Atmosfera do solo

Sistema automatizado de medição das emanações de CO2 do solo para estimar a respiração do solo.

Atmosfera do solo (também ar do solo, gases do solo ou gás do solo)[1] é a designação dada nas ciências do solo aos gases encontrados nos espaços entre os componentes da matriz do solo. Os espaços entre as partículas sólidas do solo, se não contiverem água, são preenchidos com ar atmosférico modificado pela atividade biológica (respiração do solo e decomposição) e geoquímica no solo, pelo que os principais gases, reflectindo a composição da atmosfera terrestre, são azoto, oxigénio e dióxido de carbono.[2] O teor em oxigénio é crítico porque permite a respiração das raízes das plantas e dos organismos do solo. Entre os outros gases presentes no solo contam-se o óxido nítrico, o óxido nitroso, o metano e a amónia.[3] Alguns contaminantes ambientais localizados abaixo ou no interior do solo produzem gases que se difundem através do solo, como os lixiviados de aterros sanitários, resíduos de atividades de mineração e contaminação por hidrocarbonetos (que produzem compostos orgânicos voláteis no interior do solo).[4]

Descrição

A atmosfera do solo é a parte gasosa do solo. Os espaços entre as partículas sólidas do solo, a menos que contenham água, são preenchidos com ar. Essa fase gasosa, apesar de estar em contato com a atmosfera terrestre, é aprisionada por partículas sólidas e água. Para ambos os casos, existem condições de pressão e de composição típicas dependendo das características do solo. Os gases que preenchem os poros presentes na estrutura do solo vão sendo movimentados à medida que a água drena ou é removida de cada poro do solo por evaporação ou absorção pelas raízes. A rede de poros dentro do solo areja, ou ventila, o solo. Essa rede de arejamento fica bloqueada quando a água penetra nos poros. Não só o ar do solo e a água do solo são partes muito dinâmicas do solo, mas ambos estão frequentemente inversamente relacionados.[5]

A fase gasosa no solo é um sistema complexo que é influenciado por muitos fatores ambientais. Esses fatores podem ser de natureza climática, geológica ou biológica, entre outros. As intervenções antropogénicas geralmente levam à alteração da camada superficial do solo pelas práticas culturais e à compactação por máquinas agrícolas.

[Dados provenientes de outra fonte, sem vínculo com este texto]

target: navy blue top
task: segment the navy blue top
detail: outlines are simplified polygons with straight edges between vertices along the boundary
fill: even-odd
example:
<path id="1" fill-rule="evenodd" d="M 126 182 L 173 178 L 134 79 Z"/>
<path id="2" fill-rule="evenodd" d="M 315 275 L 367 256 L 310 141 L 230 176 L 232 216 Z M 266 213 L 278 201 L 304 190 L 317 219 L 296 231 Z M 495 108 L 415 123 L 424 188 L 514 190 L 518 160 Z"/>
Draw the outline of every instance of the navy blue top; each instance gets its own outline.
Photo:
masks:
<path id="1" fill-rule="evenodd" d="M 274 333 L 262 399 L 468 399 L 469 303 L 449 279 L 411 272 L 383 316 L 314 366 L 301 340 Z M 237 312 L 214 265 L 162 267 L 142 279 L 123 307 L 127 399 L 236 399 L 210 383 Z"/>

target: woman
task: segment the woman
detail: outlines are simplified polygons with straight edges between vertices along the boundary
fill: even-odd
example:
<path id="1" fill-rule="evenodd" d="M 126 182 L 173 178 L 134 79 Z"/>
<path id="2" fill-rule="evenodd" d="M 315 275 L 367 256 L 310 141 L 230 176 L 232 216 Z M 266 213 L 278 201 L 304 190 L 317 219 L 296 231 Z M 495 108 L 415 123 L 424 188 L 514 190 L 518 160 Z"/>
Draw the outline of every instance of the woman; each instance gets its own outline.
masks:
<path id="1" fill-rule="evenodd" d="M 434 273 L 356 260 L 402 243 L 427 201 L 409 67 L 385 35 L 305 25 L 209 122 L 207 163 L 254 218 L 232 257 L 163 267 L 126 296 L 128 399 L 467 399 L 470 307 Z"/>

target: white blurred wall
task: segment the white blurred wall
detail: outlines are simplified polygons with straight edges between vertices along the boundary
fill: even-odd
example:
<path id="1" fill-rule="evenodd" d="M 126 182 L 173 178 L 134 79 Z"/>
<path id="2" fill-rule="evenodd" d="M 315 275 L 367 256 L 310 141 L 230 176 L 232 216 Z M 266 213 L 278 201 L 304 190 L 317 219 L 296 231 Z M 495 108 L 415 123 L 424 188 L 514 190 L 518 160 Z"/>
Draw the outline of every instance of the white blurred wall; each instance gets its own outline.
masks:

Uma fase gasosa saudável é uma condição necessária para a respiração do solo para os processos de vida no solo, sendo de particular importância a difusão do oxigénio necessário para grande parte do biota do solo e para eliminação dos produtos metabólicos resultantes. Apenas uma atmosfera do solo saudável garante que a diversidade biológica no solo seja preservada.

Composição

A composição dos gases presentes nos poros do solo, referidos em geral como a «atmosfera do solo», é semelhante à da atmosfera da Terra.[6] Além disso, ao contrário da atmosfera, a composição do gás do solo é menos estável devido aos vários processos químicos e biológicos que ocorrem no solo.[6] As mudanças resultantes do efeitos desses processos na composição da atmosfera do solo podem ser definidas pelo seu tempo de variação (ou seja, diário vs. sazonal). Apesar dessa flutuação dependente do espaço e do tempo, os gases do solo normalmente possuem maiores concentrações de dióxido de carbono e vapor de água em comparação com a atmosfera.[6] Além disso, a concentração de outros gases, como metano e óxido nitroso, são relativamente menores, mas significativos na determinação do fluxo de gases com efeito de estufa e do impacte antropogénico sobre os solos.[3]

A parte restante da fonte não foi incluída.